Effectively anaemia is an iron deficiency and symptoms include tiredness, lethargy & breathlessness. All things I was suffering from, it also commonly causes a pale complexion something else that had been pointed out at the time. This lack of iron causes a reduction in the red blood cells, these help store & carry oxygen in the blood so if you have less then oxygen is not transported to your organs & tissue as efficiently causing the above symptoms but read Juliet’s blog for more information.
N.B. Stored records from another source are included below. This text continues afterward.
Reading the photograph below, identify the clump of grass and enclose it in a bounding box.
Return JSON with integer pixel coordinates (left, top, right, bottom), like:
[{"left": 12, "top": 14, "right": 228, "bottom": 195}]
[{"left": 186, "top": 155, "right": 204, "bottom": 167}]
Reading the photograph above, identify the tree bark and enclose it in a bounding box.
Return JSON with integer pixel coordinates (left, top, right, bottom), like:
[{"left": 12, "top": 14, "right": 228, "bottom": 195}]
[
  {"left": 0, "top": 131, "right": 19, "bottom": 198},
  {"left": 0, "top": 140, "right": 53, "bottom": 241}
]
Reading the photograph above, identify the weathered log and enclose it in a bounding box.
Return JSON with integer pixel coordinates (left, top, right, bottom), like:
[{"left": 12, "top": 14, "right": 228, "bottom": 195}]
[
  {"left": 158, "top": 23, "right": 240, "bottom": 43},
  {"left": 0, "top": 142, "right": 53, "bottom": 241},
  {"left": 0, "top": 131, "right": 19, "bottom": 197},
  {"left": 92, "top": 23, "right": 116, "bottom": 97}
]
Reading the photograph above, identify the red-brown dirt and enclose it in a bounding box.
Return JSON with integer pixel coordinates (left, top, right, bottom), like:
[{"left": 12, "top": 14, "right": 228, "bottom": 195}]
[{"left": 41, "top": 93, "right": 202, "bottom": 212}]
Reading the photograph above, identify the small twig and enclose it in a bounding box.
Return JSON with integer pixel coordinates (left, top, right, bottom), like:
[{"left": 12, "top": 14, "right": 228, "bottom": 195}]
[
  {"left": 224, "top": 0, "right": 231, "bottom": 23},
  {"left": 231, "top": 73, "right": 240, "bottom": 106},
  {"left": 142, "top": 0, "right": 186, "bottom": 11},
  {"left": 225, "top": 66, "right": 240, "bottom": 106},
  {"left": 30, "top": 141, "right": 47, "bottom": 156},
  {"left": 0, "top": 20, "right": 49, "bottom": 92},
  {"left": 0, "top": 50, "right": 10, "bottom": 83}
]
I started taking Ferrous Sulphate supplements and within weeks started to feel the benefits and I also changed my diet, including more Iron rich foods such as spinach, watercress, red meat and nuts. I had to withdraw from the Ironman 70.3 as I hadn’t trained anywhere near enough for it… as proven by my last but one position in the Tallington Triathlon but by July I felt strong to get through Lakeland50 but it was a struggle, particularly on the long ascents and I knew I should be able to give much more.

I have never returned to the level I was at when diagnosed but also never identified the underlying cause, which is annoying as this means I don’t know how to avoid it happening again. I had several tests after it was originally diagnosed but all were normal so didn’t establish the reason.

Was it diet? NSAIDS? A medical issue?

I’m still in the dark so I have continued taking Iron supplements in some form or another since to avoid relapsing and again falling back in performance. It has taken me close to a year to finally get to a level close to my previous best so although anaemia doesn’t cause long term damage the impact can be relatively long-term to deal with but if you seek professional help earlier than I did and then follow their advice you’ll be good as new in much shorter time.